In contrast with the Christian architecture, the Mezquita shows qualitatively an astounding improvement. We may have not seen such a innovative jump ever since. While the main Romanesque architectonic notion meant piling up huge amount of stone at the base of the building, hence narrowing the space and openings, the Muslim temple had a wide and clean inner space secured by a thin column structure, accompanied by high ceilings.

That space inside known as “the forest of columns” shows how innovative the Mezquita was at the time. We can safely say that the horseshoe arch is probably the most representative arch in Spanish architecture. Initially introduced by the Visigoth in Spain, the Arabs would later imitate it when building the Mezquita, which was built on top of the previous Christian basilica of Saint Vicent.

The horseshoe arcs of the Mezquita don’t act as central pillars but they are not mere decorative edifications either. They strengthen the main foundations on top.
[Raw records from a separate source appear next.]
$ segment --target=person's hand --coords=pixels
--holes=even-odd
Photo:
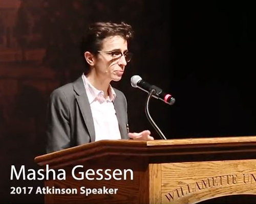
[[[150,136],[150,131],[144,131],[140,133],[129,133],[128,135],[130,138],[134,140],[154,140],[154,137]]]

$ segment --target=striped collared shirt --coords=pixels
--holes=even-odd
[[[82,76],[89,104],[92,110],[95,130],[95,141],[121,139],[118,122],[113,101],[116,94],[110,85],[108,96],[104,97],[103,91],[95,88],[87,79]]]

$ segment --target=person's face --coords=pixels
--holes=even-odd
[[[119,36],[109,37],[102,40],[100,50],[117,51],[125,54],[128,52],[127,41]],[[127,64],[124,56],[115,59],[111,54],[102,52],[98,53],[94,62],[94,68],[97,74],[103,76],[110,82],[121,80]]]

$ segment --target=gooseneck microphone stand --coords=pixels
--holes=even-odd
[[[147,119],[150,121],[150,123],[154,127],[155,130],[156,130],[157,133],[159,134],[161,138],[163,140],[166,140],[166,138],[165,137],[164,135],[163,134],[163,133],[162,133],[162,131],[161,131],[160,129],[159,129],[159,128],[157,126],[156,123],[154,121],[153,119],[151,117],[150,114],[150,112],[148,111],[148,108],[150,106],[150,100],[151,98],[152,95],[155,94],[156,93],[156,91],[154,89],[151,89],[151,91],[148,92],[148,95],[147,95],[147,97],[146,100],[146,104],[145,105],[145,112],[146,113],[146,116]]]

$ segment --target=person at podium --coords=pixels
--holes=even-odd
[[[129,133],[126,99],[110,84],[121,79],[131,60],[128,44],[133,33],[123,22],[89,26],[80,45],[84,73],[50,96],[47,153],[103,139],[154,140],[148,130]]]

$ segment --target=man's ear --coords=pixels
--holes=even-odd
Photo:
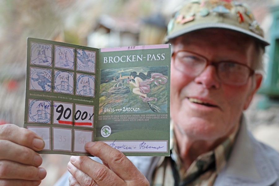
[[[252,85],[251,91],[247,95],[244,105],[244,110],[246,110],[248,108],[254,95],[255,94],[257,91],[261,86],[261,83],[263,79],[263,75],[260,74],[255,74],[254,78],[255,79],[252,80],[255,82],[253,82],[253,84]]]

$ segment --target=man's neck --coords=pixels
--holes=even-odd
[[[236,126],[238,127],[238,125],[236,125]],[[185,134],[181,133],[181,130],[178,128],[175,124],[174,130],[178,148],[177,153],[182,162],[184,169],[187,170],[199,156],[214,150],[236,129],[233,129],[229,134],[224,137],[212,140],[198,140],[189,138]]]

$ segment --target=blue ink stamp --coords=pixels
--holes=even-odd
[[[74,48],[55,45],[55,66],[73,69],[74,51]]]
[[[78,49],[77,58],[78,70],[95,73],[95,52]]]
[[[30,63],[51,66],[52,61],[51,45],[31,42]]]
[[[73,73],[54,71],[54,92],[73,94]]]
[[[77,74],[77,95],[94,97],[95,95],[95,76],[87,74]]]
[[[29,89],[50,92],[51,79],[51,70],[30,68]]]
[[[43,99],[29,100],[28,122],[50,123],[51,102]]]

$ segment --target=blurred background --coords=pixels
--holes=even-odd
[[[0,0],[0,125],[23,126],[27,38],[95,48],[160,44],[182,0]],[[271,45],[264,83],[245,111],[256,137],[279,151],[279,0],[246,0]],[[52,185],[70,156],[42,155]]]

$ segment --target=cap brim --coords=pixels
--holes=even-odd
[[[180,30],[179,31],[167,36],[166,38],[167,39],[169,40],[195,30],[210,28],[224,29],[239,32],[254,38],[264,46],[269,45],[270,44],[264,38],[253,32],[238,27],[222,23],[209,23],[195,24],[191,26],[186,27]]]

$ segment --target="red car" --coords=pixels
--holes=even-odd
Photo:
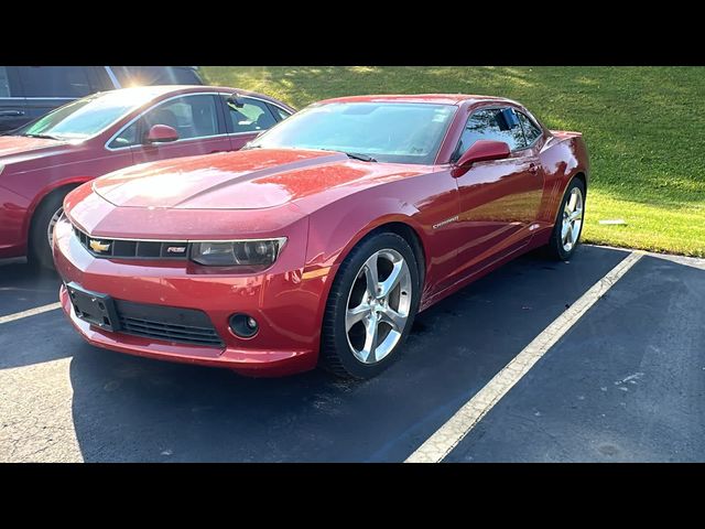
[[[0,258],[53,267],[66,194],[141,162],[240,149],[294,109],[214,86],[148,86],[87,96],[0,136]]]
[[[158,162],[64,202],[61,302],[89,343],[283,375],[368,378],[415,314],[581,236],[582,134],[496,97],[314,104],[243,150]]]

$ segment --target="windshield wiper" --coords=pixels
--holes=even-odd
[[[22,134],[29,138],[41,138],[43,140],[61,140],[61,138],[52,134]]]
[[[362,154],[361,152],[346,152],[348,158],[352,160],[360,160],[362,162],[376,162],[377,160],[370,156],[369,154]]]

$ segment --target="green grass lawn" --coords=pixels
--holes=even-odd
[[[356,94],[517,99],[584,133],[592,160],[585,241],[705,257],[705,67],[217,67],[215,85],[296,108]],[[622,218],[625,226],[599,225]]]

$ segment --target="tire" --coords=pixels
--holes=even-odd
[[[30,251],[29,261],[31,264],[47,270],[54,270],[54,257],[48,240],[48,229],[52,218],[63,210],[64,197],[68,194],[53,193],[47,196],[32,217],[30,228]]]
[[[564,220],[570,213],[570,203],[573,196],[576,196],[576,205],[574,209],[577,209],[579,207],[581,213],[579,216],[576,217],[575,220],[573,220],[573,223],[568,223],[568,225],[572,227],[566,234],[566,231],[564,231]],[[561,261],[567,261],[568,259],[571,259],[571,257],[575,252],[575,248],[577,248],[581,235],[583,234],[584,215],[585,184],[581,179],[574,177],[568,183],[568,186],[565,190],[565,194],[563,195],[563,199],[561,201],[561,207],[558,208],[558,213],[556,214],[555,225],[553,226],[553,231],[551,233],[551,239],[549,240],[547,245],[547,252],[551,258]],[[570,237],[570,240],[566,237]]]
[[[368,284],[373,280],[369,266],[373,262],[377,285],[394,287],[372,296]],[[392,274],[398,278],[397,283],[390,279]],[[384,285],[388,279],[390,282]],[[321,341],[322,367],[338,377],[358,380],[372,378],[389,367],[399,357],[414,323],[420,283],[414,251],[403,237],[380,233],[361,240],[340,264],[328,294]],[[348,309],[356,309],[357,314]],[[365,317],[360,317],[362,313]],[[376,342],[371,337],[375,333],[369,331],[373,326]]]

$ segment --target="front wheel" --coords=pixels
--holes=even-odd
[[[350,251],[330,289],[322,364],[345,378],[377,376],[398,356],[419,310],[419,269],[406,240],[391,233]]]
[[[63,204],[66,193],[48,196],[39,207],[32,219],[30,230],[30,262],[53,270],[52,239],[54,227],[64,213]]]
[[[565,190],[549,241],[551,257],[566,261],[573,256],[583,233],[584,214],[585,184],[579,179],[573,179]]]

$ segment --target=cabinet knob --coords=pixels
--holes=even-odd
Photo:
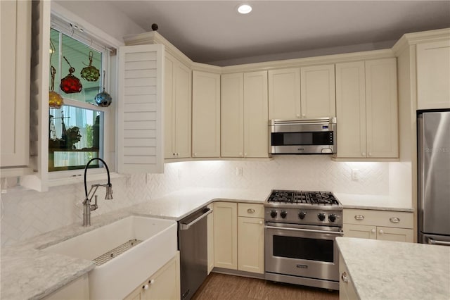
[[[340,275],[340,277],[342,279],[342,281],[344,282],[349,282],[349,277],[347,276],[347,273],[343,272],[342,274]]]

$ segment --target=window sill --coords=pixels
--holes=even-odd
[[[84,171],[83,171],[84,172]],[[116,173],[110,173],[110,178],[120,178],[123,177],[123,175]],[[88,171],[88,174],[86,178],[86,182],[90,182],[93,181],[104,181],[105,183],[108,182],[108,175],[106,174],[106,171],[102,172],[101,173],[89,173]],[[84,177],[83,175],[72,175],[68,177],[61,177],[58,178],[49,178],[49,187],[58,187],[60,185],[73,185],[75,183],[83,183],[84,181]]]

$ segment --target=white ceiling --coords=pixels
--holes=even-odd
[[[250,4],[248,15],[236,12]],[[193,61],[227,64],[316,49],[390,46],[404,33],[450,27],[450,1],[114,1],[146,31],[158,32]],[[364,46],[361,46],[364,44]],[[313,55],[311,55],[311,54]],[[285,58],[290,56],[285,55]],[[252,59],[245,58],[253,57]]]

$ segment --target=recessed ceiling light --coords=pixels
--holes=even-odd
[[[242,4],[238,7],[238,12],[242,14],[246,14],[252,11],[252,6],[248,4]]]

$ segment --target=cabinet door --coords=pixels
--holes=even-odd
[[[214,204],[214,265],[238,268],[238,204]]]
[[[450,40],[417,45],[417,108],[450,108]]]
[[[267,71],[244,74],[244,156],[268,157]]]
[[[2,1],[0,6],[0,167],[23,167],[30,157],[31,1]]]
[[[367,157],[399,157],[395,58],[366,61]]]
[[[193,71],[192,156],[220,156],[220,75]]]
[[[174,68],[174,113],[172,122],[175,128],[177,158],[191,157],[191,70],[181,63],[176,63]]]
[[[377,239],[412,243],[413,232],[412,229],[378,226],[377,227]]]
[[[264,219],[239,217],[238,223],[238,270],[263,274]]]
[[[269,71],[269,119],[300,118],[300,69]]]
[[[213,210],[207,218],[208,275],[214,268],[214,208],[213,204],[208,205],[208,208]]]
[[[337,157],[366,157],[364,61],[336,64]]]
[[[172,259],[158,270],[148,280],[148,289],[144,293],[146,300],[179,299],[179,275],[177,259]]]
[[[335,65],[300,68],[302,118],[335,117]]]
[[[167,54],[164,59],[164,157],[173,158],[175,156],[174,68],[176,62]]]
[[[376,226],[344,224],[342,229],[344,230],[344,237],[345,237],[371,239],[376,239],[377,238]]]
[[[221,78],[221,155],[244,155],[244,74],[224,74]]]

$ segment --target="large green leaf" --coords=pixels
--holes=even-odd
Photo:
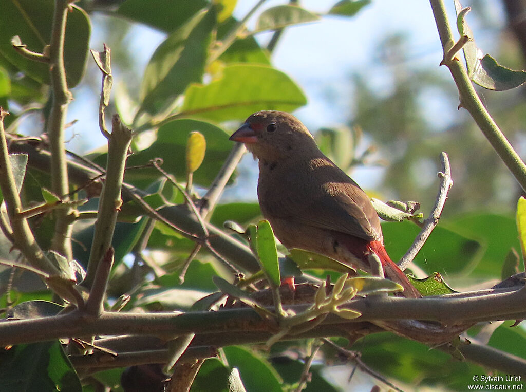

The true innovation they introduced meant a different way of building the pillars so that from a smaller space a wider area could be covered. This can achieved by gradually increasing the bearing surface, from bottom to top via modular elements, where the hood rests. Let’s take a look at this interesting system.

The basis of the column often leveled the surface in which it stands, since the materials tended to show different measures (they were frequently recycled from previous constructions). On top of the basis the thin column shaft was placed and then finished with the capitals, most of them recycled from roman and Visigothic monuments in the city. The capital was the key element to wider the bearing surface. On top of that was then placed the cymatium, which somewhat resembles an inverted pyramid, again increasing the bearing surface.

On top of the cymatium yet another fascinating innovation awaits, a kind of bracket: a stone modillion that allowed building another pillar of considerable size. This modillion held the imposts of the half-moon arch overhanging thanks to a chamfer, finally resulting in a width capable of bearing the gable roof and its water drainage. These drained waters would not reach the patio or the street, instead they were collected by two big cisterns built underground and later used to irrigate.

Throughout this process a diaphanous space of great size and with hardly any visual interferences was achieved. Even today, over 1200 years later, it still surprises many with the creativity and genius of this construction work. Try to picture seven-meter wide halls held together by columns of less than a meter in diameter.